For which group-alphabet pairs $(G, A)$ does $(G, A^G)$ admit a topologically mixing cellular automaton?

Definitions:

Let $G$ be a (discrete) group. An **alphabet** is a finite set of cardinality at least two. The **full shift** on the group $G$ and alphabet $A$ is the group action $(G, A^G)$, where $A^G$ has its product topology and $G$ acts by $gx_h = x_{g^{-1}h}$. A **cellular automaton** or **CA** is a continuous function $f : A^G \to A^G$ that commutes with the action, i.e. $g \cdot f(x) = f(g \cdot x)$ for all $g \in G$ and $x \in A^G$. Let's say a **dynamical $\mathbb{N}$-system** is a pair $(f, X)$ where $f : X \to X$ is continuous and $X$ is a compact metrizable space. If $f$ is a CA, then $(f, A^G)$ is a dynamical $\mathbb{N}$-system. A dynamical $\mathbb{N}$-system $(f,X)$ is *topologically mixing* if
$$ \forall \mbox{ open sets } U, V \subset X: \exists n_0 \in \mathbb{N}: \forall n \geq n_0: f^{-n}(V) \cap U \neq \emptyset. $$

Some things out of the way:

- If $G$ contains a finitely-generated infinite group $H$ and $(H, A^H)$ admits a topologically mixing CA $f$, so does $(G, A^G)$.

Proof: By acting as $f$ separately on each left coset of $H$ we obtain a CA $f' : A^G \to A^G$ whose action is isomorphic (as a dynamical $\mathbb{N}$-system) to the (possibly infinite) product system $\prod_{i \in G/H} (f, A^H)$, and a product of topologically mixing systems is clearly topologically mixing.

- In particular, if $\mathbb{Z} \leq G$ then $(G,A^G)$ admits a topologically mixing CA.

Proof: On $A^{\mathbb{Z}}$, the shift by $1 \in \mathbb{Z}$ is itself a CA (since $\mathbb{Z}$ is abelian), and obviously it is topologically mixing. Now apply the previous item.

- If $G$ is finite, then topological mixing cannot happen for any alphabet $A$.

Proof: Fixed points of the $G$-action stay fixed, and every set is open.

- If $G$ is infinite and locally finite, then topological mixing cannot happen for any alphabet $A$.

Proof: A cellular automaton has a finite *neighborhood* $N \subset G$ such that $x \mapsto f(x)_g$ factors through $x \mapsto x|_{gN}$. The CA $f$ acts separately on the left cosets of $\langle N \rangle$, and we can apply the previous item to conclude it is not topologically mixing when $\langle N \rangle$ is finite.

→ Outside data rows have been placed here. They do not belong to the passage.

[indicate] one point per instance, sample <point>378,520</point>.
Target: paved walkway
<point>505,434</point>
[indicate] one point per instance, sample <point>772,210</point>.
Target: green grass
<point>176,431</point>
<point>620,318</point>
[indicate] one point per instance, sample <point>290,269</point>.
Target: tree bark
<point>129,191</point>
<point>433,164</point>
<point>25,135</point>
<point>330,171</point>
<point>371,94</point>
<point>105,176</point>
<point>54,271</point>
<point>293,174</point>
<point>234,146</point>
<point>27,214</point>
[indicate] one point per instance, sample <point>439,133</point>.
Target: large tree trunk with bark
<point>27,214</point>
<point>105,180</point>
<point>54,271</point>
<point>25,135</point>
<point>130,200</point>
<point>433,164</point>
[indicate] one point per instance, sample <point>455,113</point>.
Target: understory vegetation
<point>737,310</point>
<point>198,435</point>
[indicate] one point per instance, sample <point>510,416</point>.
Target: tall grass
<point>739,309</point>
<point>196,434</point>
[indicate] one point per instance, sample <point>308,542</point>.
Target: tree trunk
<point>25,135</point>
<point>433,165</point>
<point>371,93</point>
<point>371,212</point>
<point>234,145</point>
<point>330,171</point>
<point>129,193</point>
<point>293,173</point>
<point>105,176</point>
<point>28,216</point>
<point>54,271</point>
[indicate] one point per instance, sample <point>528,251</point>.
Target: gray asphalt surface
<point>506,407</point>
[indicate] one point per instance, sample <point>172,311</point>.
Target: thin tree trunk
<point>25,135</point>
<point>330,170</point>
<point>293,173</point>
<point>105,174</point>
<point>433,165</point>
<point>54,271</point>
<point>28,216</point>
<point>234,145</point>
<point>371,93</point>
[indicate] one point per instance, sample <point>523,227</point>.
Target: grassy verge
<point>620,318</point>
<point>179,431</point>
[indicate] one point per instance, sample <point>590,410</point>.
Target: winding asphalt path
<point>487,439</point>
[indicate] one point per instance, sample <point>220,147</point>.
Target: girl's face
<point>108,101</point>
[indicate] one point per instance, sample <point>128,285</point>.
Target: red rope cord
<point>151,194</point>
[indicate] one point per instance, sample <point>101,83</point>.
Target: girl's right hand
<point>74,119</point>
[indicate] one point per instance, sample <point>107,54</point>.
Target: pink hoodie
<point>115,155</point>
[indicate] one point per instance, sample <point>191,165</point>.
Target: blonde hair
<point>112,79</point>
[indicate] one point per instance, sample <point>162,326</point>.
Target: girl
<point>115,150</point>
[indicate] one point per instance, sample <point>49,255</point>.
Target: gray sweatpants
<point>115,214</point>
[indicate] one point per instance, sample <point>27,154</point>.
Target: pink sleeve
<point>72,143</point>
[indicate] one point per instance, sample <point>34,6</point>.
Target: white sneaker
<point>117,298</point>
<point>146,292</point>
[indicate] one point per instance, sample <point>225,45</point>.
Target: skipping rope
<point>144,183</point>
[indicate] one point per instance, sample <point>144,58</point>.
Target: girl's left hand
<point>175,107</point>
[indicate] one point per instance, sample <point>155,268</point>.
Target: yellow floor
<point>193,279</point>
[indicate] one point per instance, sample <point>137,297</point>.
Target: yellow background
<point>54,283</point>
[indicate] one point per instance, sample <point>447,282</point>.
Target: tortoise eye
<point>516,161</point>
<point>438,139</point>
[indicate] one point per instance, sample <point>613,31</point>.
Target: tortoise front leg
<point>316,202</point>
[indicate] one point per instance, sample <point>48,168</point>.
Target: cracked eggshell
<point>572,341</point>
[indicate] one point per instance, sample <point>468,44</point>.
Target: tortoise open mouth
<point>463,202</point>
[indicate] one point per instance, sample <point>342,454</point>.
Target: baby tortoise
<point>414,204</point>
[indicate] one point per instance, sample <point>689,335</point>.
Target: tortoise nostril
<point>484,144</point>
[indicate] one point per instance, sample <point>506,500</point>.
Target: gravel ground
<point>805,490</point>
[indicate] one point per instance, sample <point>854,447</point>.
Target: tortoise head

Now, I am expecting that the answer to the above question is "Exactly the pairs $(G, A)$ such that $G$ is not locally finite." If I am correct in this, in light of the previous items, the following is the gist of the problem.

Let $G$ be a finitely-generated torsion group. Find a topologically mixing CA on the full shift $(G, A^G)$ (for some alphabet $A$, preferably for all).

Of course $f$ has to be surjective, and I would be especially interested in a bijective example (on some groups, e.g. the Grigorchuk group, injective implies bijective). If you can do just topological transitivity, that's also interesting. If you prefer ergodicity or measure-theoretic mixing notions (for the uniform Bernoulli measure on $A^G$), that's also interesting but presumably harder to do.